13. August 2015 um 14:11 Uhr von Atari-Frosch

Twitter hat gerade bekanntgegeben, daß seit gestern bei den Accounts sukzessive die 140-Zeichen-Grenze bei DMs (Direktnachrichten) fallen soll. Mein erster Gedanke war ja: Oh, schön, dann erfahren sie noch mehr über ihre Nutzer. Aber dann wurde mir auch klar: Das Wegfallen der Grenze bringt gerade dahingehend einen Vorteil.

@AlexSchestag und ich probierten deshalb gestern Abend ein wenig herum, und voilà: Heraus kamen GnuPG-verschlüsselte DMs. Zugegeben, es ist ein wenig umständlich, aber es geht.

Möchte man eine verschlüsselte DM an jemanden schicken, braucht man natürlich dessen öffentlichen Schlüssel.
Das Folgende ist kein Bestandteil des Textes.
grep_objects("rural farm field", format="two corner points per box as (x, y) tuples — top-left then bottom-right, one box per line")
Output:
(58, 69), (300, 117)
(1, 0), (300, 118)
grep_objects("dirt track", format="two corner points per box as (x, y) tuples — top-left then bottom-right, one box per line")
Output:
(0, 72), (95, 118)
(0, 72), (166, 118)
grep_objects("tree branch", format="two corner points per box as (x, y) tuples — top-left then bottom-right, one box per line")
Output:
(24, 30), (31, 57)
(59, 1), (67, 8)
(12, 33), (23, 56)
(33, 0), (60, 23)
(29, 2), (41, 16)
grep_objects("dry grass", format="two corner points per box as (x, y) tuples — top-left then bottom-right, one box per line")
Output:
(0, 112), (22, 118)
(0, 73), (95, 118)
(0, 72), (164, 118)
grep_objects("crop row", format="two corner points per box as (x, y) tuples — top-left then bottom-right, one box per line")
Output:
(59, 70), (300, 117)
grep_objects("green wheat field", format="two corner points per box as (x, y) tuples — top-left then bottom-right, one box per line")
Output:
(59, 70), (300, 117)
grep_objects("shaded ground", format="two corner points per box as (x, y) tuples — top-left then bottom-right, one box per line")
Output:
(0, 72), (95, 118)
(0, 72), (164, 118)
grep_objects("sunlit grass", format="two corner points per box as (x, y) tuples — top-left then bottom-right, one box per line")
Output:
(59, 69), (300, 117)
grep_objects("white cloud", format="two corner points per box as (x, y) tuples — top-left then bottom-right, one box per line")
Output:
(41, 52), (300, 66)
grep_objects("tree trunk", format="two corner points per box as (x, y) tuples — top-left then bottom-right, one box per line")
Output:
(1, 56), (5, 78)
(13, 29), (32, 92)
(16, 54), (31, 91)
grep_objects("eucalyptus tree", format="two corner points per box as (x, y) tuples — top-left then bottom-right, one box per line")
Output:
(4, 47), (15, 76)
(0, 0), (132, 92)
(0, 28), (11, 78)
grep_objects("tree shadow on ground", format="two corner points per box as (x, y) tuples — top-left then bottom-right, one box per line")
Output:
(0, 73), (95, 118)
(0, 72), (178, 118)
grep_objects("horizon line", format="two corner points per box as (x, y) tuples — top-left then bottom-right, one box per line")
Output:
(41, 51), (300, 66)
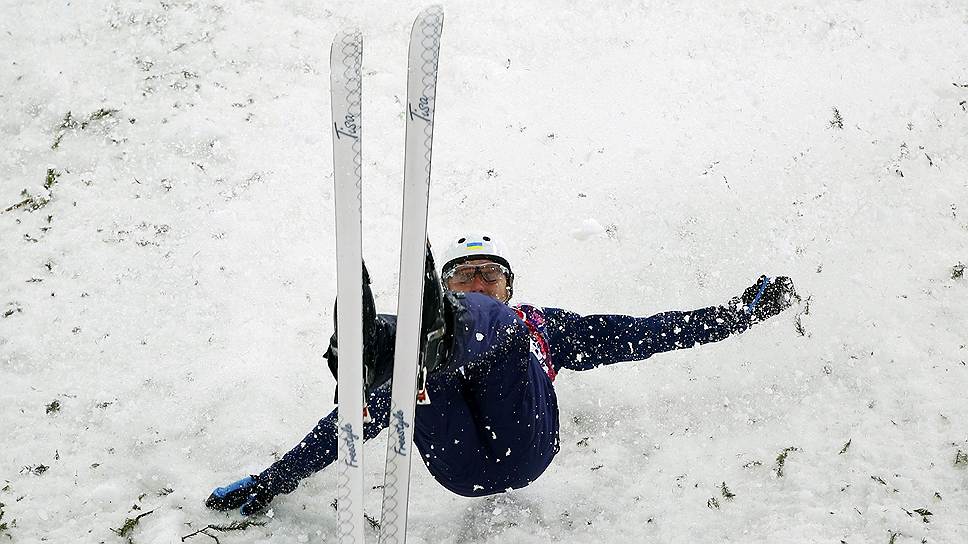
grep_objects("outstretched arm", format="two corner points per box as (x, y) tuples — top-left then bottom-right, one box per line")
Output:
(205, 382), (394, 516)
(256, 382), (394, 497)
(544, 275), (797, 372)
(543, 303), (749, 371)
Den kann man sich, falls er noch nicht im lokalen Schlüsselbund vorhanden ist, von Keyservern holen, und zwar mit

 

:~$ gpg --fetch-keys $URIs KeyID/Mailadresse

 

wobei $URIs durch die Adresse mindestens eines Keyservers (zum Beispiel pool.sks-keyservers.net, pgp.cs.uu.nl, pgp.mit.edu) ersetzt werden muß. Und natürlich muß man angeben, für welche Mailadresse oder zu welcher Key-ID man den Schlüssel haben will.
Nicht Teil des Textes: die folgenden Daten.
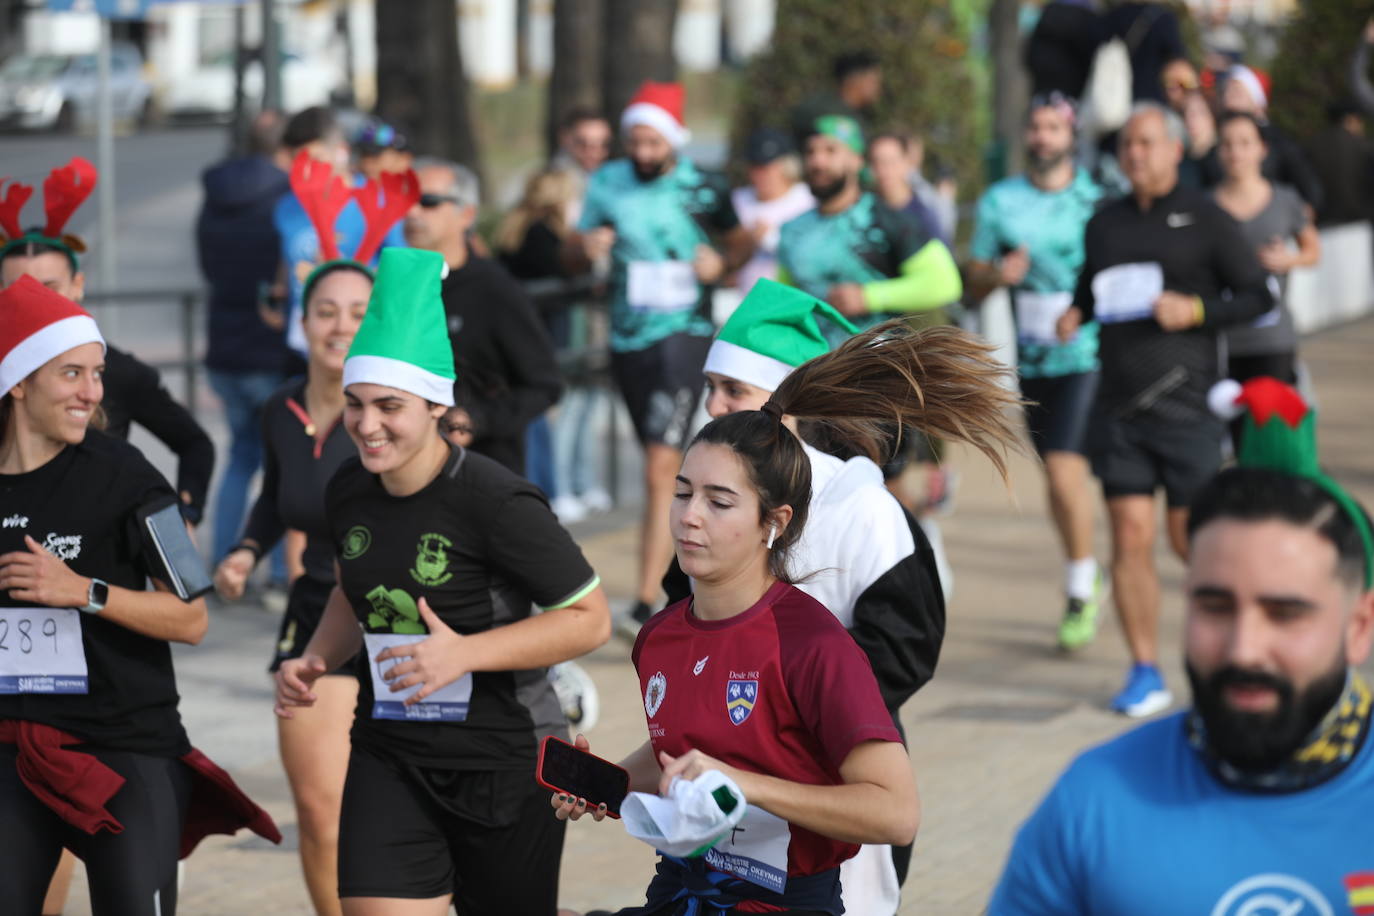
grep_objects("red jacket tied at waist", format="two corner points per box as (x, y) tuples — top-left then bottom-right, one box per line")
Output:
(0, 719), (282, 858)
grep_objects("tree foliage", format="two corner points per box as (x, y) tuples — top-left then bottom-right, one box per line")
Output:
(729, 0), (980, 186)
(1269, 1), (1374, 142)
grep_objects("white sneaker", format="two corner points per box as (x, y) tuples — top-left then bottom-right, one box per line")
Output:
(548, 661), (600, 731)
(550, 495), (588, 524)
(579, 488), (614, 514)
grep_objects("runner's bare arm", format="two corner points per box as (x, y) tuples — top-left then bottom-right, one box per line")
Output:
(657, 739), (919, 847)
(299, 581), (365, 673)
(0, 536), (207, 645)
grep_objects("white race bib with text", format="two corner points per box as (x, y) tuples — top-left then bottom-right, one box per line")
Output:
(364, 632), (472, 722)
(0, 608), (88, 694)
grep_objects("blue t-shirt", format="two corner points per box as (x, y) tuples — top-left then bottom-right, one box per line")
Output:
(969, 170), (1102, 379)
(273, 180), (407, 355)
(578, 157), (738, 353)
(989, 711), (1374, 916)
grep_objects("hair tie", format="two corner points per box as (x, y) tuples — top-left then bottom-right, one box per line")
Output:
(760, 401), (784, 422)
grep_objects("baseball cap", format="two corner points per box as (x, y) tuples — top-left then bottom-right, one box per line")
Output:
(746, 127), (793, 165)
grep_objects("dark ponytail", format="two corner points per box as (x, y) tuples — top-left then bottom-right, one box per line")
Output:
(690, 320), (1025, 582)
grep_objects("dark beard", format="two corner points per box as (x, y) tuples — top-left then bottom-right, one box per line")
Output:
(1187, 656), (1349, 774)
(632, 156), (672, 181)
(807, 172), (851, 203)
(1027, 148), (1070, 173)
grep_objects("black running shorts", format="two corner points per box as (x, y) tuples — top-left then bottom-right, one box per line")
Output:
(610, 333), (713, 450)
(1088, 411), (1222, 508)
(1020, 370), (1100, 458)
(337, 744), (565, 911)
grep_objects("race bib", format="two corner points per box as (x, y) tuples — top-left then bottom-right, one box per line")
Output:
(1014, 290), (1074, 345)
(0, 608), (88, 694)
(1091, 262), (1163, 324)
(627, 260), (699, 312)
(363, 632), (472, 722)
(703, 805), (791, 894)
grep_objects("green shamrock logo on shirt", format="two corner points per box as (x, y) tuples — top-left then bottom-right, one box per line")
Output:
(364, 585), (426, 634)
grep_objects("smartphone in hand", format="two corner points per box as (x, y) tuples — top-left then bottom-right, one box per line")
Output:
(537, 735), (630, 818)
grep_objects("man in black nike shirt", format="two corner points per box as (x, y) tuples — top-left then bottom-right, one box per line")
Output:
(1057, 102), (1271, 718)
Im Editor schreibt man dann erstmal seine Nachricht und speichert sie – zum Beispiel als dm.txt – ab. Der nächste Schritt ist die Verschlüsselung:

 

:~$ gpg -e -a -r user@mailadress.se dm.txt

 

Die Parameter stehen für

  • -e – encrypt
  • -a – ASCII armored, sonst kommt Binärzeug raus
  • -r – mit dem öffentlichen Schlüssel dieser Mailadresse soll verschlüsselt werden.
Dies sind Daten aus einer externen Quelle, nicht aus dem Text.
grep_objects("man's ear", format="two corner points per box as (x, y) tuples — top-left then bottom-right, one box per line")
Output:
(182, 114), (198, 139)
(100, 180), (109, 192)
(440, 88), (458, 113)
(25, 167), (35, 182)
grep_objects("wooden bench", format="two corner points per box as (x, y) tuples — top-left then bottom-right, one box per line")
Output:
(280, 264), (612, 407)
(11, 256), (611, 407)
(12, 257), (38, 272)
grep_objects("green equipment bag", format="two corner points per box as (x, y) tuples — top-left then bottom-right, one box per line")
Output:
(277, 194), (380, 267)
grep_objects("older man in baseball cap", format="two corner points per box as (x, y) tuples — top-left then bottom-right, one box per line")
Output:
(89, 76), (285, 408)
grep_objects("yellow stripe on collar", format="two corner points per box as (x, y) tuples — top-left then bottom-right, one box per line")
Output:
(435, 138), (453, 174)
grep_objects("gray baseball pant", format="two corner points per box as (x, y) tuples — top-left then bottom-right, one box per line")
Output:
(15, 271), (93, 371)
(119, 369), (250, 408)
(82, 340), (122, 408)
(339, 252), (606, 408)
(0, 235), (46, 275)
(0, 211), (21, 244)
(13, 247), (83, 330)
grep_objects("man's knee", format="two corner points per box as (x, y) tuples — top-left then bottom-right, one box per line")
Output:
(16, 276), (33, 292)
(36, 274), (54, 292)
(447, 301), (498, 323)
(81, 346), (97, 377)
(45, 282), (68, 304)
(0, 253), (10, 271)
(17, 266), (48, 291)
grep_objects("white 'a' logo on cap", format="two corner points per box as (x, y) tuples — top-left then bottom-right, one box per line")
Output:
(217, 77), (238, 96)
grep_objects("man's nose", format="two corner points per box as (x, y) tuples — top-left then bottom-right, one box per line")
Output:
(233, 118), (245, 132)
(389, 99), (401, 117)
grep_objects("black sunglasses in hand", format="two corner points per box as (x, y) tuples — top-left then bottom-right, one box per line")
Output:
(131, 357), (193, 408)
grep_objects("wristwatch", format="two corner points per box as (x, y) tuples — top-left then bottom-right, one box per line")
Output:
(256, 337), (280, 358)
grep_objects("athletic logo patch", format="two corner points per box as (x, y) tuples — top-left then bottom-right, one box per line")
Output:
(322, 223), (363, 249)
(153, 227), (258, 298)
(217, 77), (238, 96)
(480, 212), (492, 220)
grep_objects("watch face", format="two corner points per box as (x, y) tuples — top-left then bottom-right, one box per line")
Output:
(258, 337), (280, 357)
Ohne den Parameter -r wird die User-ID abgefragt. „user@mailadres.se“ ist hier natürlich nur ein Platzhalter, da gehört die richtige Mailadresse des Empfängers hin.

Das Ergebnis ist eine neue Datei namens dm.txt.asc. Diese kann man jetzt im Editor öffnen und dann per Copy & Paste in das Nachrichtenfeld der DM einwerfen.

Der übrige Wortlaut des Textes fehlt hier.